The NanoGrowth tool is one of the first and most important pieces of capital equipment that will be available to the NEST team. The tool includes both CVD (chemical vapor deposition) and PECVD (plasma-enhanced CVD) processing capability, allowing CNT growth at 'standard' temperatures in and around the 500-1000 degrees C range, as well as at much lower temperatures of 350-400 degrees C and below. Low temperature growth is particularly interesting, as it opens up many new application areas for CNTs. However, the team is equally interested in NanoGrowth's conventional high temperature growth capability, as the tool will be available to a wide spectrum of nanotechnology researchers and students.
Developed with the help of groundbreaking research into CNT fabrication undertaken at the UK University of Surrey's Advanced Technology Institute, NanoGrowth comes with proven recipes for the precise and repeatable growth of CNTs and other nanomaterials.
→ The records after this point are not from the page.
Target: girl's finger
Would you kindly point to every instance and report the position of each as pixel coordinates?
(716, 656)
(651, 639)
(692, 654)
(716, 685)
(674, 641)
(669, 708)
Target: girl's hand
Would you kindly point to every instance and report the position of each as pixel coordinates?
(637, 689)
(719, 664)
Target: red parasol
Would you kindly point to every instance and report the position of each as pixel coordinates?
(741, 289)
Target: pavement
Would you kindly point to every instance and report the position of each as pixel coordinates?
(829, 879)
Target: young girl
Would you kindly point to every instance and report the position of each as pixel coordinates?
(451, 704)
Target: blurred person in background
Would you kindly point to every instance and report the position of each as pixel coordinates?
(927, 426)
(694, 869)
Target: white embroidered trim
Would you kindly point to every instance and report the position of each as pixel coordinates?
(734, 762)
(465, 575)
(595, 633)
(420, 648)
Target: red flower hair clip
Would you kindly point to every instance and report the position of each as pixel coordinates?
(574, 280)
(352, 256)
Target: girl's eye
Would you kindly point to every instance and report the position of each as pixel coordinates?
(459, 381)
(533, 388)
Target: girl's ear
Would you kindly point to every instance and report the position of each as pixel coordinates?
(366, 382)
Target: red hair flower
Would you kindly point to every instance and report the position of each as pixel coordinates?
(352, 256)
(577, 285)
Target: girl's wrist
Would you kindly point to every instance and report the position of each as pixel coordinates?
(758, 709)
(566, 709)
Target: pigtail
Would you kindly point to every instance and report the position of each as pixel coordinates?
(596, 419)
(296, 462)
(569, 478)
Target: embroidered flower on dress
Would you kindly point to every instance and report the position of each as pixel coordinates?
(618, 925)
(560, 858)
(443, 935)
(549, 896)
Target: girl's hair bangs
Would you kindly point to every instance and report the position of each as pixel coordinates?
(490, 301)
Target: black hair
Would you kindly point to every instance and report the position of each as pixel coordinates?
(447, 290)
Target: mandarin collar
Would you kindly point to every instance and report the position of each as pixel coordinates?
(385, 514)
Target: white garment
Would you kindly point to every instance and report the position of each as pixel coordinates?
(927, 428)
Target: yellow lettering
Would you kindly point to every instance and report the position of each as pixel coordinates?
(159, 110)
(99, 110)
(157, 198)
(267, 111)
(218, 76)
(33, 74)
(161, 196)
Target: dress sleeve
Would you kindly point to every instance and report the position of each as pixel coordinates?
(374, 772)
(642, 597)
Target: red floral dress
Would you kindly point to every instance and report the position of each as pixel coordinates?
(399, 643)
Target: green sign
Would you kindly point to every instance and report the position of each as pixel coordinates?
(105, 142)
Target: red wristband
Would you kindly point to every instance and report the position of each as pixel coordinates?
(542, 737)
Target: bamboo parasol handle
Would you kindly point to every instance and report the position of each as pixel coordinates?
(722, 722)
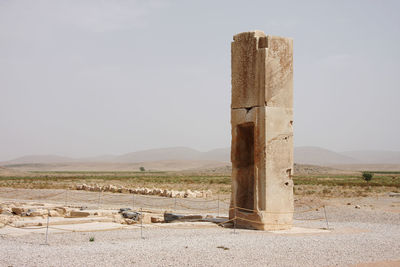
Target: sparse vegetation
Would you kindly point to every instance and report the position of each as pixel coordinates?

When fitted with the company's unique patented low-temperature fabrication system, a combination of heat removal hardware and processing steps allow precise carbon nanotube growth at temperatures below 400 degrees C, making the system suitable for growing nanomaterials on fabricated silicon structures for advanced insulation or conduction purposes.
Another novel feature of the NanoGrowth tool that supports this application area is its innovative heat transfer system. This allows processing temperatures to ramp at up to 300 degrees C per second. This highly dynamic performance - which is an order of magnitude or more faster than many other tools - provides a platform for complex CNT research as it can allows can prevent ultra-finely-spaced catalyst material deposits from agglomerating during heating, supporting the growth of highly integrated arrays and shapes.
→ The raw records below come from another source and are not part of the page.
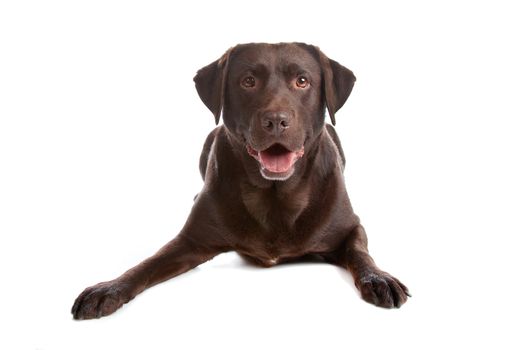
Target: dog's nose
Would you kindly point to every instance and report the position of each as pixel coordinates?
(275, 122)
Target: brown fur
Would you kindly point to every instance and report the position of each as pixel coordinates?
(268, 221)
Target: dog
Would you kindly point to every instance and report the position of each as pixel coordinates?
(274, 189)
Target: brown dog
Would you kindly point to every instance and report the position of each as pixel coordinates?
(273, 178)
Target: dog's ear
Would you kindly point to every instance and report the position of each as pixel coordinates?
(210, 82)
(338, 82)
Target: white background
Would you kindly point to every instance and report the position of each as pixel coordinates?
(100, 133)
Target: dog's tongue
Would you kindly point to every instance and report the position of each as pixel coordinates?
(277, 162)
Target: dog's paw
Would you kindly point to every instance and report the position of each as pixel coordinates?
(381, 289)
(100, 300)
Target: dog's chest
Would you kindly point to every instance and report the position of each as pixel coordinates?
(272, 234)
(273, 210)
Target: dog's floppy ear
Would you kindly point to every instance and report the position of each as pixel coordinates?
(338, 82)
(210, 82)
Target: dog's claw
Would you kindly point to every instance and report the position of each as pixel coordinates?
(100, 300)
(382, 290)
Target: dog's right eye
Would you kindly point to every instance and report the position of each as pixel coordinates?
(248, 82)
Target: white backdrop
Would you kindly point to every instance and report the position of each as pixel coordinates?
(100, 133)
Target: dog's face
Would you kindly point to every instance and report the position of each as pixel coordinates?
(273, 98)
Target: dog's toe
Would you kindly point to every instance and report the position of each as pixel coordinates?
(381, 289)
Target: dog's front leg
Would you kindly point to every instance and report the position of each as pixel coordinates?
(189, 249)
(376, 286)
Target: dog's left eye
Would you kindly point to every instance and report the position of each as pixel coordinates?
(302, 82)
(248, 82)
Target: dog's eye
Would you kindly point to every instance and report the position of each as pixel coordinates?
(302, 82)
(248, 82)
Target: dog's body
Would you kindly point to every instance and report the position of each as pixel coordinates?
(273, 177)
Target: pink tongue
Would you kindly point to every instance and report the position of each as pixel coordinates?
(277, 163)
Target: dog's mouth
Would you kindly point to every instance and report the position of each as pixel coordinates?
(277, 161)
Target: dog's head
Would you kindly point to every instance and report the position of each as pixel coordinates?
(273, 99)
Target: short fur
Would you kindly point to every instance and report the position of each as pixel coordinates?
(268, 221)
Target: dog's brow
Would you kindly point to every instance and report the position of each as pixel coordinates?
(248, 64)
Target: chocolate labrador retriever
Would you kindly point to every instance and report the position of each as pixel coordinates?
(273, 178)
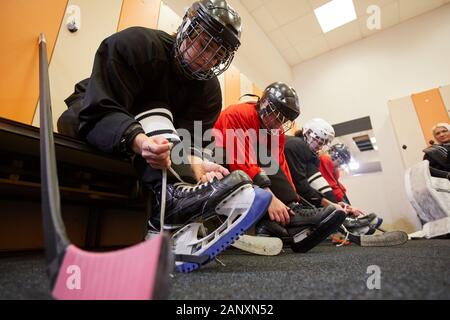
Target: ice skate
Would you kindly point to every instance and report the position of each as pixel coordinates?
(239, 210)
(307, 228)
(187, 202)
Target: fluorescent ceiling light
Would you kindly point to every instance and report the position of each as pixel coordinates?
(335, 14)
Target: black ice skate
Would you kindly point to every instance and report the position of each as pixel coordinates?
(186, 202)
(307, 228)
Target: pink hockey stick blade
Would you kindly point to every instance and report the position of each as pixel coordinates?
(133, 273)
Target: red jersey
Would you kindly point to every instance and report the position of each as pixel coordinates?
(240, 120)
(332, 176)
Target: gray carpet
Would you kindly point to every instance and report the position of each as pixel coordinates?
(419, 269)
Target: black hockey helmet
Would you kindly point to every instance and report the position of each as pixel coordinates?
(340, 154)
(207, 39)
(278, 107)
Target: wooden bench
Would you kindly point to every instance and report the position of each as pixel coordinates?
(102, 201)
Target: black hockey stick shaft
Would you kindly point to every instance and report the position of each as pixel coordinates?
(54, 231)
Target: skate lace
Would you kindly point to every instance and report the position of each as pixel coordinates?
(346, 237)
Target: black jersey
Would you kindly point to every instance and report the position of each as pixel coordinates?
(304, 167)
(134, 71)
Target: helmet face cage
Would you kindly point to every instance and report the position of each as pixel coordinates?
(272, 119)
(200, 55)
(316, 141)
(340, 154)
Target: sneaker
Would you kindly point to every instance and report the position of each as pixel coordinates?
(365, 225)
(304, 217)
(186, 202)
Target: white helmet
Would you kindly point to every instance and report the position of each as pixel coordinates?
(318, 133)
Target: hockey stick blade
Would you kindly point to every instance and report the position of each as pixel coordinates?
(264, 246)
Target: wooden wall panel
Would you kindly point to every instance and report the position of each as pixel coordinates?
(21, 21)
(74, 53)
(430, 110)
(142, 13)
(445, 94)
(407, 129)
(232, 86)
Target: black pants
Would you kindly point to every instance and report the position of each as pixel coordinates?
(282, 188)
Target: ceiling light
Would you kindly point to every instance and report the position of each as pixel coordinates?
(335, 14)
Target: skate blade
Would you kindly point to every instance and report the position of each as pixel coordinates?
(388, 239)
(264, 246)
(328, 226)
(254, 204)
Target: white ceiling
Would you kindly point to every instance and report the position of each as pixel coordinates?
(292, 26)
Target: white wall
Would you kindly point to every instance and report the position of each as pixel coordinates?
(359, 79)
(257, 58)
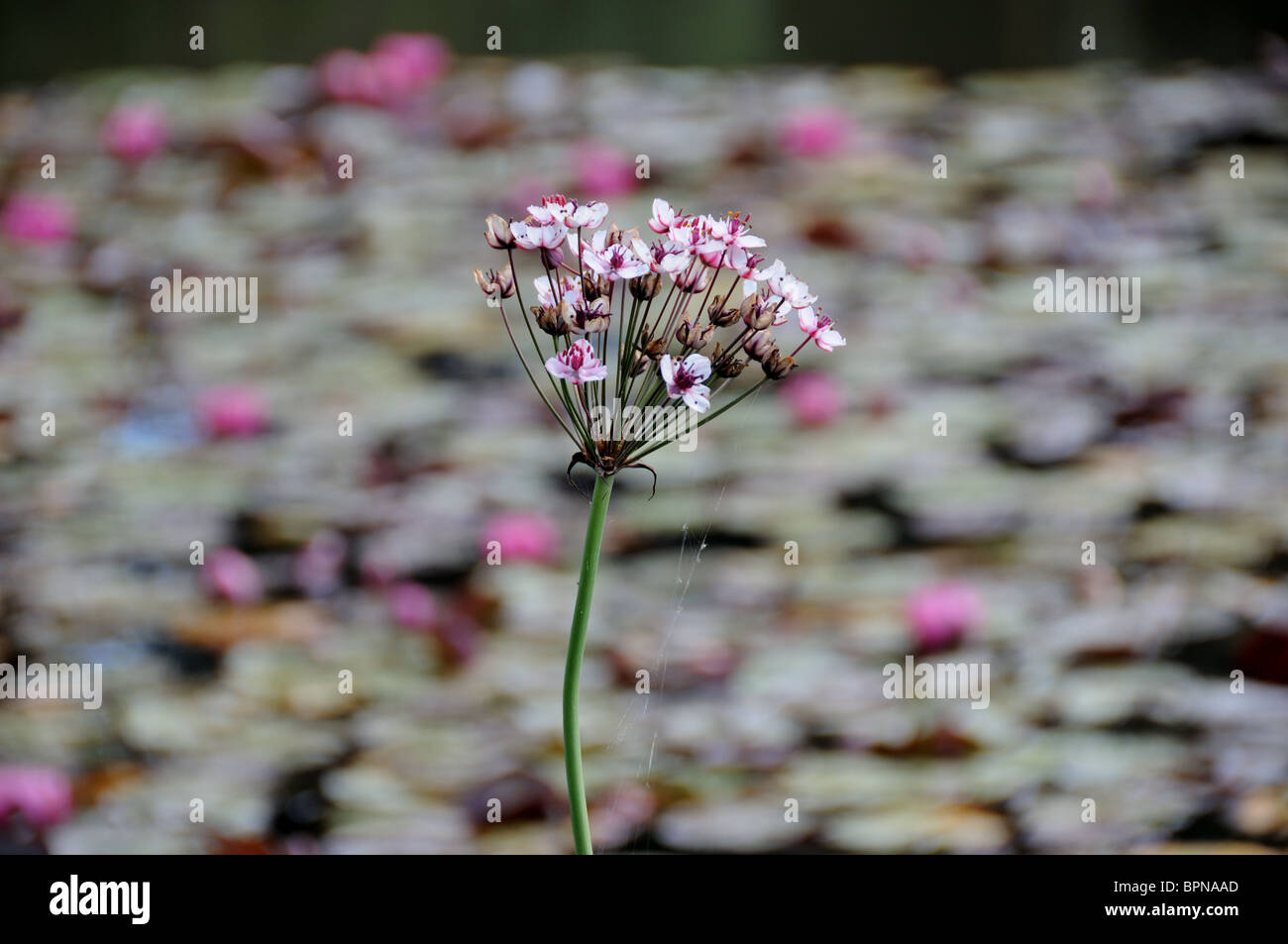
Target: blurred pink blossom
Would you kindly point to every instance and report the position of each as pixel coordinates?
(412, 605)
(397, 67)
(38, 219)
(523, 536)
(940, 614)
(136, 132)
(231, 575)
(819, 132)
(230, 412)
(407, 62)
(42, 794)
(814, 398)
(603, 171)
"Engineered nanostructures can be exploited to enhance energy transport and conversion processes and catalyze progress in a very large number of applications," says Assistant Professor Baratunde Cola of Georgia Institute of Technology. "The versatility of the NanoGrowth system will be a critical resource in this work, giving us the means to explore the growth of nanostructures on a very broad range of surfaces."
The NanoGrowth system will be delivered in Q2 2009. During the system building period, Surrey NanoSystems' scientific staff will be assisting Dr Cola by performing a number of trial nanomaterial growth processes to his specifications using NanoGrowth tools installed at the company and at the University of Surrey's Advanced Technology Institute. The target substrates include the high performance polyimide film Kapton, and Surrey NanoSystems expects to provide Dr Cola with a proven processing 'recipe' to allow his detailed research work to begin very quickly once the system is installed.
"NanoGrowth addresses the commercial process developer's need for stable and repeatable results, providing automated control over all aspects of CNT synthesis from catalyst generation to final material processing", says Duncan Cooper. "The tool's low temperature capability has allowed us to create processing recipes that can be applied to mainstream CMOS semiconductor processes, and we are now delighted to be working with such a prominent research university as Georgia Tech to grow engineered nanostructures at even lower temperatures."
Surrey NanoSystems is represented in the US by Axiom Resources Technologies of Orange, CA.